Semantic knowledge modeling can account for discrete data such as these, in addition to qualitative influences, to answer larger questions about perpetrators, motives and patterns of behavior: What do this suspect’s relationships with these locations tell me about this seemingly unrelated event? Are these property crimes part of an organized effort?
What is semantic knowledge modeling?
Simply put, a knowledge model is a way to abstract disparate data and information. Knowledge modeling is about describing what data means and where it fits. It allows us to understand and abstract knowledge. Consequently it helps us to understand how different pieces of information relate to each other.
A semantic model is one kind of a knowledge model. The semantic model consists of a network of concepts and the relationships between those concepts. Concepts are a particular idea or topic with which the user is concerned. Using the financial services example above, a concept might be “political unrest”. Or in the law enforcement example, a concept might be a robbery. The concepts and relationships together are often known as an ontology; the semantic model that describes knowledge.
As knowledge changes, the semantic model can change too. For example, robberies may have occurred at various banks. As the number of robberies change, the model can be updated. Other qualitative data related to those banks, or those robberies, can be fed into a continuously updated model; demographic or population shifts in a bank’s neighborhood, a change in bank ownership, details of the circumstances of a particular robbery. This enriches the knowledge about patterns and influences.
Semantic models enable users to ask questions of the information in a natural way and help to identify patterns and trends in this information and discover relationships between disparate pieces of information.
The Thetus Solution
Thetus, a Portland, Oregon based software company has developed the infrastructure to support these kinds of applications. Their flagship product is called Thetus Publisher. It is infrastructure software for developing semantic models. The Publisher enables the modeling of complex problems represented in different or disparate data sets. The product set consists of three core components:
- Model/Ontology Management – which enables users to build ontologies or to import them. The knowledge model provides a layer of abstraction required for users to interact with the information in a natural way. The model is populated with known concepts, facts and relationships and reveals what data means and where it fits in the model.
- Lineage – The knowledge model tracks and records the history or “lineage” of the information, which is important in many analytical applications. Moreover, changes in the model are tracked to enable understanding of changes over time. This helps answer questions such as “when did we learn this?” and “why was this decision made?”
- Workflow – The Thetus workflow engine enables the integration of various analytics including entity extraction, link analysis and geotagging. Workflow is automated based on rules and conditions defined in the model.

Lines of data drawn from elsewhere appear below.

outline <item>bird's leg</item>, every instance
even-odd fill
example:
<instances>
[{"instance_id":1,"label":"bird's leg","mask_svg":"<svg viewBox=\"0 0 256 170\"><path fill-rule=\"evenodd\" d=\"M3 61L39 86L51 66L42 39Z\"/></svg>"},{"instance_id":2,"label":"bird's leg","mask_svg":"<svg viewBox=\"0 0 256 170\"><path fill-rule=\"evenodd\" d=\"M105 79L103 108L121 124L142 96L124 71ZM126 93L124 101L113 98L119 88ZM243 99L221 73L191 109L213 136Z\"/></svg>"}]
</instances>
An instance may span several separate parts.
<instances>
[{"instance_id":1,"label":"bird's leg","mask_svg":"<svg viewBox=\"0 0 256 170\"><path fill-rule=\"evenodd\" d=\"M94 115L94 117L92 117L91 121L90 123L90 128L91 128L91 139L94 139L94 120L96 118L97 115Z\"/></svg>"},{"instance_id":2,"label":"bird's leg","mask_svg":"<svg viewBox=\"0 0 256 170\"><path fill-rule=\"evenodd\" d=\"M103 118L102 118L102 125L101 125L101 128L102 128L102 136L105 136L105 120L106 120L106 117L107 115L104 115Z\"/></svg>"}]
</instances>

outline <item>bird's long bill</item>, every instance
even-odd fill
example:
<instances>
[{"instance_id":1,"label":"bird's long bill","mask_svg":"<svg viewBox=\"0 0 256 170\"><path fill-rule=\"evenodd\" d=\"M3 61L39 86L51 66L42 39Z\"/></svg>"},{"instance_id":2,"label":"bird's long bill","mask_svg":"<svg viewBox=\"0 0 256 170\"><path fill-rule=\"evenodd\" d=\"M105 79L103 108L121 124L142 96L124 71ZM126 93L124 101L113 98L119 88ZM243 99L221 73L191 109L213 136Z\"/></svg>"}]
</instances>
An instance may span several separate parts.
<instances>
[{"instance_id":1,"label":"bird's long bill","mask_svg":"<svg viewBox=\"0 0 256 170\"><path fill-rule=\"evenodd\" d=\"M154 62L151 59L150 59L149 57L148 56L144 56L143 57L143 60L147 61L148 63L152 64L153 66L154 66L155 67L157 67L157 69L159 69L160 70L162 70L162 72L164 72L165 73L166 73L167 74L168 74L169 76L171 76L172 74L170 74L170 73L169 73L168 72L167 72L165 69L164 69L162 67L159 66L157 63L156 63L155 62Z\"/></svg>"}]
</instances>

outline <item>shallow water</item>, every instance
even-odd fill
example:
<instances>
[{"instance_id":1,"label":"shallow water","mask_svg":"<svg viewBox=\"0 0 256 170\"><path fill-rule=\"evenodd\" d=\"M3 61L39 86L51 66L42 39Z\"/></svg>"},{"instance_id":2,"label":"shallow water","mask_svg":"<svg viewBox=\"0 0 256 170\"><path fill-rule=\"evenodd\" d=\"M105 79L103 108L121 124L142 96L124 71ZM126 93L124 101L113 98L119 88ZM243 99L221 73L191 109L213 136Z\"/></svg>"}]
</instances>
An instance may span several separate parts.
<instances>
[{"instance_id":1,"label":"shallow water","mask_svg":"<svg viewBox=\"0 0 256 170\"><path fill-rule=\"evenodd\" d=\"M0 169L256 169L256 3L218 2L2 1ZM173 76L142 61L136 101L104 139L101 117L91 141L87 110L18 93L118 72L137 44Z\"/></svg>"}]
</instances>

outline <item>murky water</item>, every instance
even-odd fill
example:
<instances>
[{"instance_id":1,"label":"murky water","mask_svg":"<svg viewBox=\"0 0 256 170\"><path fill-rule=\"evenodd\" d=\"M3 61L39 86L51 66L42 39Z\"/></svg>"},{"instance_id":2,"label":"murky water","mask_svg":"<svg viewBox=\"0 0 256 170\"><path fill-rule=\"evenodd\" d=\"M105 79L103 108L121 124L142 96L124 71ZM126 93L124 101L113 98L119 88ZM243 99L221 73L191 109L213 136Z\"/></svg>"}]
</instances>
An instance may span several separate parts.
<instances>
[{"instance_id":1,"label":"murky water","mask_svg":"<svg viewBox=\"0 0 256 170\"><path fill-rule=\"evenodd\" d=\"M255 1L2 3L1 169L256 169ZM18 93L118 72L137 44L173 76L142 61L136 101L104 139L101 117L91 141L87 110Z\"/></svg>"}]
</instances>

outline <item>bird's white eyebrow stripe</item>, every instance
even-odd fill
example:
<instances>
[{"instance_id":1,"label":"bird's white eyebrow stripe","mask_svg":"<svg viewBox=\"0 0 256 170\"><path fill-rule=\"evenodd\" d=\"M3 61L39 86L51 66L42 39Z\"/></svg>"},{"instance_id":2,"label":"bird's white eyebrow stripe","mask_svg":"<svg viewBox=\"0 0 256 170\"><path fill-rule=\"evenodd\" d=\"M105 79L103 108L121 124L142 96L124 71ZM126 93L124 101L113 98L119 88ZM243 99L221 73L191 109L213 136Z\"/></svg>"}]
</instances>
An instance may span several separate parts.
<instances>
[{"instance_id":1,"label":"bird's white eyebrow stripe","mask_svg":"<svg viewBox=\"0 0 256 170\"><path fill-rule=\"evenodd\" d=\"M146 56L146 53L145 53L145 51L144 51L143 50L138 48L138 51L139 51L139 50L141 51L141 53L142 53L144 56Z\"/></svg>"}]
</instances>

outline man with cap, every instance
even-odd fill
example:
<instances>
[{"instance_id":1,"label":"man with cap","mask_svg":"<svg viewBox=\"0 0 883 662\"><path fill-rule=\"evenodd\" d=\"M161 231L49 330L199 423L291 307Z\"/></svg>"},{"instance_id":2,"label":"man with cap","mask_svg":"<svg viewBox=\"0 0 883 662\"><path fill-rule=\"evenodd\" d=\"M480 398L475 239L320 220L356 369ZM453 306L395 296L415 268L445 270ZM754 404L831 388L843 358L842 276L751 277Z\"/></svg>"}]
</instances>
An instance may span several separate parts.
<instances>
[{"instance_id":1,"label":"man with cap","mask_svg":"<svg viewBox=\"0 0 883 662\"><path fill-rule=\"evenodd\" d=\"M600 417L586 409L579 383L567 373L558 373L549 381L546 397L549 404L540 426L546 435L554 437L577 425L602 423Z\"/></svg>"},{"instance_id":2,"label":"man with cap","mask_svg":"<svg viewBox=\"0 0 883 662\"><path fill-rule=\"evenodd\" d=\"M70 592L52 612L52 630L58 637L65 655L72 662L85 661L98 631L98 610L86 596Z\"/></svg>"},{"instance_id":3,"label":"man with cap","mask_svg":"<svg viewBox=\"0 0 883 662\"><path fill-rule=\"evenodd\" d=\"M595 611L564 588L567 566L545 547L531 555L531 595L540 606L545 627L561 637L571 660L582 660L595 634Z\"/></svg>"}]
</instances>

Thetus is actively building applications in defense, intelligence, energy, environmental services and law enforcement verticals. These are problem spaces characterized by data sources that are disparate and distributed, and a knowledge base that is evolving. However, the same technology solution is relevant to other business verticals, as well. While many companies are still struggling to analyze their structured data, there is nonetheless room to apply innovative approaches to analytic applications. And, although this technology is in the early adopter stage for many markets, there has been investment in semantic technology on the web and other industries that may help to push it ahead. Hurwitz & Associates plans to keep watching.